PALEMBANG, Beritasriwijaya.com — Ribuan mahasiswa BEM se-Sumsel turun ke jalan, mengepung simpang lima DPRD Sumatera Selatan dengan tuntutan keras: copot Kapolri, reformasi total Polri, sahkan RUU Perampasan Aset, hentikan RUU KUHAP, dan tolak kenaikan tunjangan DPR RI.
Gedung rakyat dipagari kawat berduri, aparat berjaga penuh, namun suara mahasiswa menembus segala benteng.
Di tengah krisis kepercayaan publik, mahasiswa kembali membuktikan diri sebagai barisan terdepan suara rakyat. Ironisnya, untuk menyambut aspirasi itu, negara justru mengurung gedung DPRD dengan pagar kawat berduri, seolah rakyat sendiri adalah ancaman.
Namun, pagar kawat tak mampu membungkam nalar. Ketua DPRD Sumsel akhirnya tunduk pada tekanan moral mahasiswa, menyatakan dukungan penuh dan berjanji menyampaikan aspirasi ke pusat. Pernyataan itu memang disambut tepuk tangan, tetapi sesungguhnya baru langkah awal: mahasiswa menunggu bukti, bukan janji.

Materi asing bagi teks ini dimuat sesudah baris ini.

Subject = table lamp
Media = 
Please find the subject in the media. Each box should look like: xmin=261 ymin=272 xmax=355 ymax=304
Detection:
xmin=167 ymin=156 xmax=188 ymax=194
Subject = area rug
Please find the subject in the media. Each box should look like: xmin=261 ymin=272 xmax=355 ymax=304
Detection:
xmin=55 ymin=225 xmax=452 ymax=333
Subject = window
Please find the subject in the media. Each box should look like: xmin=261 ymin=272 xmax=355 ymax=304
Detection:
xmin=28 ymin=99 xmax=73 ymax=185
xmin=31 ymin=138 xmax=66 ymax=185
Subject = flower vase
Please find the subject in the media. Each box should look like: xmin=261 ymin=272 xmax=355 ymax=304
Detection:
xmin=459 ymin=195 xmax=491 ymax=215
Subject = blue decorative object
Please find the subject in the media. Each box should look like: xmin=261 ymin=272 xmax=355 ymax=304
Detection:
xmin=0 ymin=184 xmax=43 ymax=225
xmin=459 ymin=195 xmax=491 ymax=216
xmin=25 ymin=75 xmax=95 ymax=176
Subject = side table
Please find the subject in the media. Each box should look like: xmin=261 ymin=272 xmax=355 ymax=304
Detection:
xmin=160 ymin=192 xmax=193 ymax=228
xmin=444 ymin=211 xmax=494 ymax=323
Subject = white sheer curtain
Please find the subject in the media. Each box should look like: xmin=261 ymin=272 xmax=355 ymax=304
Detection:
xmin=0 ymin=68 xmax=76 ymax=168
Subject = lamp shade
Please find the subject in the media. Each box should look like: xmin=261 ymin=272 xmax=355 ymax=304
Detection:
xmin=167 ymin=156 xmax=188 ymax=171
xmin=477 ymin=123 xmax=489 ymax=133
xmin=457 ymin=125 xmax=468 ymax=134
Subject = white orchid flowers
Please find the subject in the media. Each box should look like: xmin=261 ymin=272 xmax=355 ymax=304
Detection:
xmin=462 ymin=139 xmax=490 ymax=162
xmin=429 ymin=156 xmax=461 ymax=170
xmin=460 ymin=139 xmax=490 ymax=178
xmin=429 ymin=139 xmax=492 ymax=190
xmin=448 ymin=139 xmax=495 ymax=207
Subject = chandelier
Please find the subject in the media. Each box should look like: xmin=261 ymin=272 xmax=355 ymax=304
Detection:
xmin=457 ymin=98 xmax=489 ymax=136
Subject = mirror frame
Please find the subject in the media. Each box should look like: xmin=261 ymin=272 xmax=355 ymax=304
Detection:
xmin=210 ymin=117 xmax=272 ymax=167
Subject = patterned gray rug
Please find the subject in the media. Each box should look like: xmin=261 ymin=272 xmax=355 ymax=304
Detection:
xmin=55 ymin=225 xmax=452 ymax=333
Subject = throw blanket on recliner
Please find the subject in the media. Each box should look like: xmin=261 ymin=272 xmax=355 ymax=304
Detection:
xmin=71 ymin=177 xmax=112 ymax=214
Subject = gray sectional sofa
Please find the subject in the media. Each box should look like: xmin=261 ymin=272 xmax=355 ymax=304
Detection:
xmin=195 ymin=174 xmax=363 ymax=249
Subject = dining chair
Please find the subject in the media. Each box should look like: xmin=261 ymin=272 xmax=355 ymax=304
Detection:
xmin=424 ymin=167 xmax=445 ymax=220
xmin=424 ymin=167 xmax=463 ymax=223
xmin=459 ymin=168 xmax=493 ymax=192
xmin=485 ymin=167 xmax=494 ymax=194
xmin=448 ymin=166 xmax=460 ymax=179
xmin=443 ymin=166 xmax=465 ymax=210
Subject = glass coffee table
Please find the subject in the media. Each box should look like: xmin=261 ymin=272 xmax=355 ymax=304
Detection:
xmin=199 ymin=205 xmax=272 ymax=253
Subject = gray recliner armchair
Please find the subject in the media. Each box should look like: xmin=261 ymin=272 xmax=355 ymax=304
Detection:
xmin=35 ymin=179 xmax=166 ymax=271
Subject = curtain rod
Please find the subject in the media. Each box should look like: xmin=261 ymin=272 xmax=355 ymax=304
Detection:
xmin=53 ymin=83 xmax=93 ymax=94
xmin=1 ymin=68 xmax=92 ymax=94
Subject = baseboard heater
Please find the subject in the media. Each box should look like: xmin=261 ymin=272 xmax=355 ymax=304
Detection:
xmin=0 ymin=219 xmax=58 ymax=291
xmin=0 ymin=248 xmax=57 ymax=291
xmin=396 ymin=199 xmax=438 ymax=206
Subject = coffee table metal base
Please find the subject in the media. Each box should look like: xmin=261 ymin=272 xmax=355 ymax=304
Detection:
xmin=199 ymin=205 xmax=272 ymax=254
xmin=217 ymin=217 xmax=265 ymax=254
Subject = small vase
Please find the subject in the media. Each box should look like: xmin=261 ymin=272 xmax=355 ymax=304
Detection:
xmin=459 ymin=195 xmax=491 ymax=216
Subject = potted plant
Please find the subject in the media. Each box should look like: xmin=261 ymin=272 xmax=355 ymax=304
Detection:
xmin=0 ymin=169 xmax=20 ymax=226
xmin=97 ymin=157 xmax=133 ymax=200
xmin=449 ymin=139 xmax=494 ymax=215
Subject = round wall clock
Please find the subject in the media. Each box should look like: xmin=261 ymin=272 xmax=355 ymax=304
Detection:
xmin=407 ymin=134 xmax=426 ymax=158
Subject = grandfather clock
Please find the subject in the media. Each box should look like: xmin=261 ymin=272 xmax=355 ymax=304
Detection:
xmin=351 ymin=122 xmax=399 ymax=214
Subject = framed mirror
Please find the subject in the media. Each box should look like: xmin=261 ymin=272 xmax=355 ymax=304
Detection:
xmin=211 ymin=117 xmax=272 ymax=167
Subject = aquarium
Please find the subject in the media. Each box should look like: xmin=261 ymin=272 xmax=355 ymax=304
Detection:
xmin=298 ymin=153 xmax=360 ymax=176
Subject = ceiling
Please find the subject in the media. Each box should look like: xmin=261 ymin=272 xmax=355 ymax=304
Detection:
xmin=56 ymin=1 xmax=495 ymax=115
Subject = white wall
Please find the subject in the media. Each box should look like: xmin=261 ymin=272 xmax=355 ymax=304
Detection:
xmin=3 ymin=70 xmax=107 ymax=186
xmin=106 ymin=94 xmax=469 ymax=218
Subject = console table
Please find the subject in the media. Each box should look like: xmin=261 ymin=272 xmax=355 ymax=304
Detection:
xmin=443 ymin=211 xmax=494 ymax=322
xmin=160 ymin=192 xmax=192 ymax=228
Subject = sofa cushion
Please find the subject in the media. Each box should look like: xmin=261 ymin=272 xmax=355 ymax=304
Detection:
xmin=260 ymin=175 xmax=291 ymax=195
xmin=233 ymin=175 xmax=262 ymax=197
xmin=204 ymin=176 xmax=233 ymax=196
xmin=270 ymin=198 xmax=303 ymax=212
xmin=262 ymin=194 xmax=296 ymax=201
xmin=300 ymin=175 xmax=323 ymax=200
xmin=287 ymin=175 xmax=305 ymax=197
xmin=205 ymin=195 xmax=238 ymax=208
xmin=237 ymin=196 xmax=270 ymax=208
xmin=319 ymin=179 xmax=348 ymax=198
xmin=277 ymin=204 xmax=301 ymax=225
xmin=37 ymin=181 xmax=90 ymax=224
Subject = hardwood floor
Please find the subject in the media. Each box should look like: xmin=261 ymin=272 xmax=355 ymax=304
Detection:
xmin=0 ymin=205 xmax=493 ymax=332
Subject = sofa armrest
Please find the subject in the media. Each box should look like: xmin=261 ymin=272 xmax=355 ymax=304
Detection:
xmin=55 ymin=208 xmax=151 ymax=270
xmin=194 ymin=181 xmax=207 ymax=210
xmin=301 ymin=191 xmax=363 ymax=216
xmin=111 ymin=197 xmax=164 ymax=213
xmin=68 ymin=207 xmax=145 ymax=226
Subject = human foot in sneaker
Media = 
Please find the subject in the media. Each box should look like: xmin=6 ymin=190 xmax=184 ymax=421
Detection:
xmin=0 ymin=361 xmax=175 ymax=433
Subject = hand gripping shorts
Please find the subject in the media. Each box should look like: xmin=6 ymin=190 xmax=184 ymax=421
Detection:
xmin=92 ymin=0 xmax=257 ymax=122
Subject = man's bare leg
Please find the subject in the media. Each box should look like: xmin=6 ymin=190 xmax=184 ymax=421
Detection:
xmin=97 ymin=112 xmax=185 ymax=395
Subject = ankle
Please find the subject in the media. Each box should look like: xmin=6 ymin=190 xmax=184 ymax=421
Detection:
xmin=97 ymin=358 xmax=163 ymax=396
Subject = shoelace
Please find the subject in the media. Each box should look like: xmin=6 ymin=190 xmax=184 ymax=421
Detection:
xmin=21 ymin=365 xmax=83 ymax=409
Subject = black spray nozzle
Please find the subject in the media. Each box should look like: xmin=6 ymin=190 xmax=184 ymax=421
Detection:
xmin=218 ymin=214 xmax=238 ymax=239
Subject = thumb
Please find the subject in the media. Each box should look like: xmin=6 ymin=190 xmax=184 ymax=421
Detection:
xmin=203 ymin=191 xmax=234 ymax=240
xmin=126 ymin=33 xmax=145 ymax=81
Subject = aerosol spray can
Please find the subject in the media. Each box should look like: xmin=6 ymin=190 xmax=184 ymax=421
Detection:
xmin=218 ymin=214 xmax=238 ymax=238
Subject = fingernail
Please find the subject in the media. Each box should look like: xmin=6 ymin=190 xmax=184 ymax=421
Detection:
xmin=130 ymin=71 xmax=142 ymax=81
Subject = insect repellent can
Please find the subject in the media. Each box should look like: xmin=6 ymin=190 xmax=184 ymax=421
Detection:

Empat tuntutan itu bukan perkara sepele. Copot Kapolri adalah simbol ketidakpercayaan atas aparat yang mestinya melindungi rakyat, bukan mengintimidasi. RUU Perampasan Aset adalah senjata melawan para perampok uang negara yang selama ini berlindung di balik hukum. Penolakan RUU KUHAP adalah alarm agar negara tidak melegalkan pembungkaman. Sementara penolakan kenaikan tunjangan DPR RI adalah jeritan rakyat miskin yang muak melihat wakilnya hidup mewah di atas penderitaan mereka.
Aksi ini jelas menjadi cambuk. Jika pemerintah pusat masih tuli, gelombang mahasiswa bisa berubah menjadi badai. Sejarah pernah mencatat, suara mahasiswa mampu mengguncang rezim. Hari ini, peringatan itu kembali menggema: jangan remehkan suara jalanan, karena di sanalah nurani rakyat masih hidup.
Massa aksi dari Aliansi Mahasiswa Sumsel membubarkan diri mulai pukul 16.00 WIB dalam suasana yang berlangsung kondusif, tertib, dan berakhir tanpa insiden berarti.